Personal information
- Full name: Iván González López
- Date of birth: 15 February 1988 (age 38)
- Place of birth: Torremolinos, Spain
- Height: 1.84 m (6 ft 0 in)
- Position: Centre-back

Youth career
- 1997–2005: Torremolinos
- 2005–2007: Málaga

Senior career*
- Years: Team / Apps / (Gls)
- 2007–2009: Málaga B / 49 / (2)
- 2009–2012: Málaga / 29 / (1)
- 2011–2012: → Real Madrid B (loan) / 21 / (1)
- 2012–2013: Real Madrid B / 29 / (1)
- 2013–2014: Erzgebirge Aue / 15 / (0)
- 2015–2016: ASA Târgu Mureș / 39 / (1)
- 2016–2017: Alcorcón / 8 / (0)
- 2017–2018: Wisła Kraków / 29 / (1)
- 2018–2020: Recreativo / 32 / (2)
- Total:  / 251 / (9)

International career
- 2010: Spain U21 / 1 / (0)

= Iván González (footballer, born 1988) =

Spanish footballer

Iván González López (born 15 February 1988) is a Spanish former professional footballer who played mainly as a central defender.

==Club career==
===Málaga===
Born in Torremolinos, Province of Málaga, González finished his football development at local Málaga CF, and made his first-team – and La Liga – debut on 22 November 2009, at home against Real Zaragoza, making an immediate impact as he rescued the Andalusians from defeat by scoring with his head in the 74th minute, in a 1–1 draw.

From then onwards, González became a defensive mainstay in Juan Ramón López Muñiz's side, soon attracting interest from the likes of Real Madrid, Atlético Madrid, Liverpool and Hull City.

===Castilla===
After the arrival of manager Manuel Pellegrini, González appeared more as a defensive midfielder than in his natural position, but was also deemed surplus to requirements in December 2010 alongside five other players – he eventually stayed at the club.
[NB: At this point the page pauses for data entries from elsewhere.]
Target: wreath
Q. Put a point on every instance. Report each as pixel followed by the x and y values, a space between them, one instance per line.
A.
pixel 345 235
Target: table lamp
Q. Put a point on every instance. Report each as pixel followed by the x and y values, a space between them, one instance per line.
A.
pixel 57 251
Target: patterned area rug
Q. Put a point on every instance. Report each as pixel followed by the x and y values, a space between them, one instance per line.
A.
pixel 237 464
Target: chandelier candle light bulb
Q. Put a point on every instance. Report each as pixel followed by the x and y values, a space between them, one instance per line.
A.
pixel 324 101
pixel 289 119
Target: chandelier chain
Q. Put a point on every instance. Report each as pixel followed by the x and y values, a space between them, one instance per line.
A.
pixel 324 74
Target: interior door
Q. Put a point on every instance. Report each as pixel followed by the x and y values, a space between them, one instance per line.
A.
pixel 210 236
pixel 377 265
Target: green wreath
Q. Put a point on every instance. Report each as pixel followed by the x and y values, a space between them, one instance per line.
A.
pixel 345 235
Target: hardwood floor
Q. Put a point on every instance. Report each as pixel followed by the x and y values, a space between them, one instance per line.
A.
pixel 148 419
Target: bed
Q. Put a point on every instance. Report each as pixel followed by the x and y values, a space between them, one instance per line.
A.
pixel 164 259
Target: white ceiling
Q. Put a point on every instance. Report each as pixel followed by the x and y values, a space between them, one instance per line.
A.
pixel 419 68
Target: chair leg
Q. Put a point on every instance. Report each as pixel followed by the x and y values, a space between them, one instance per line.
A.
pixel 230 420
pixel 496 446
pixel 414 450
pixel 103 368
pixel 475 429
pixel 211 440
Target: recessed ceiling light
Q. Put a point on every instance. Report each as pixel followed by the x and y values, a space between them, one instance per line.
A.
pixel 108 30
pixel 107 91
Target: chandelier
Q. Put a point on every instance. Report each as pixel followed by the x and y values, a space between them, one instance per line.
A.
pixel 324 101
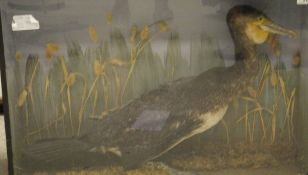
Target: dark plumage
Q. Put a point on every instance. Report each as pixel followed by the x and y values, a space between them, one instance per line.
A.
pixel 159 120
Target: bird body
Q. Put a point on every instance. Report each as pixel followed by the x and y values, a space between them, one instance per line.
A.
pixel 159 120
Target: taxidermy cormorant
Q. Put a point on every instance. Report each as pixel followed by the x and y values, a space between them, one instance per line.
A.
pixel 156 122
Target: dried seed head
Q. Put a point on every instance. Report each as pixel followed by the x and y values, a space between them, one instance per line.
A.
pixel 252 92
pixel 18 56
pixel 63 108
pixel 99 69
pixel 93 34
pixel 51 49
pixel 22 98
pixel 133 54
pixel 109 18
pixel 117 62
pixel 144 35
pixel 296 60
pixel 46 87
pixel 274 45
pixel 274 79
pixel 133 34
pixel 70 79
pixel 282 86
pixel 163 26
However, on 28 January 2011, he was loaned to Real Madrid Castilla of Segunda División B for the rest of the season and the following, making his official debut on 6 February in a 2–0 win at Pontevedra CF.
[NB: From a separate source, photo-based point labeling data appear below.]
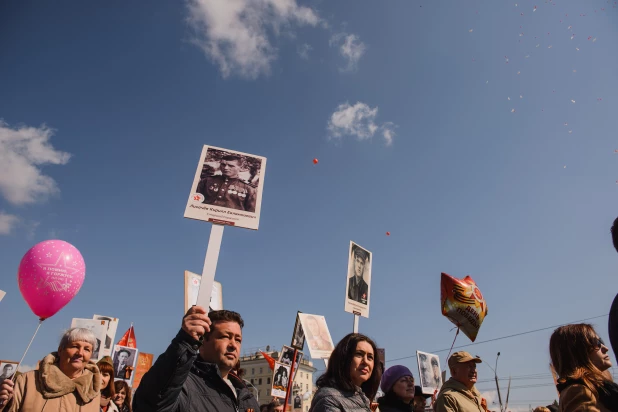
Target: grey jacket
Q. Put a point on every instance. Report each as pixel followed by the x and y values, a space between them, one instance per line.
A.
pixel 334 400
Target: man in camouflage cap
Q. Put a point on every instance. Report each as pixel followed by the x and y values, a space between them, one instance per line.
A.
pixel 458 394
pixel 227 190
pixel 358 289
On 11 September 2011, in a match against Coruxo FC, Iván scored his first goal for Castilla, also being sent off in the 1–1 away draw. He again received his marching orders on 16 October, now in a 1–0 away loss to Rayo Vallecano B.

González returned to Málaga after his loan stint, but his remaining one-year contract was terminated and again signed with Castilla.

===Erzgebirge Aue===
On 20 September 2013, González joined German 2. Bundesliga club FC Erzgebirge Aue, signing a two-year deal and being given the number 32 shirt. On 30 September 2014, his contract was terminated by mutual consent.

===Later career===
González moved clubs and countries again in February 2015, signing with ASA Târgu Mureș in Romania. In late June 2016, he agreed to a two-year contract at AD Alcorcón, but left the following 4 January by mutual consent.
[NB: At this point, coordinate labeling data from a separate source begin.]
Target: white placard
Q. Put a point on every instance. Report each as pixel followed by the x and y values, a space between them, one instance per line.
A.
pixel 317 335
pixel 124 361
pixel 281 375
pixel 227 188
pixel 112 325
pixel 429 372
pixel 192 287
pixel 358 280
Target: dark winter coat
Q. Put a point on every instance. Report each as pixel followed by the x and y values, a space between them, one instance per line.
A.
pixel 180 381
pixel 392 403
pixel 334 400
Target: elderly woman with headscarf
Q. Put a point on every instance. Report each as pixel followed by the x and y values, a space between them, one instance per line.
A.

On 11 January 2017, González switched to the Ekstraklasa with Wisła Kraków. On 8 August, he scored twice through penalties to help the hosts defeat Wisła Płock 2–1 in the round of 32 of the Polish Cup. In May 2018, it was announced he would be leaving at the end of the next month.

On 17 July 2018, González joined Recreativo de Huelva. In May 2020, he retired at the age of 32 due to injury problems.

==International career==
On 6 August 2010, González was called up by coach Luis Milla to the Spain under-21 team, for a 2011 UEFA European Championship qualifier against Finland. Four months earlier, he had already been summoned by the previous manager Juan Ramón López Caro, but eventually did not make his debut.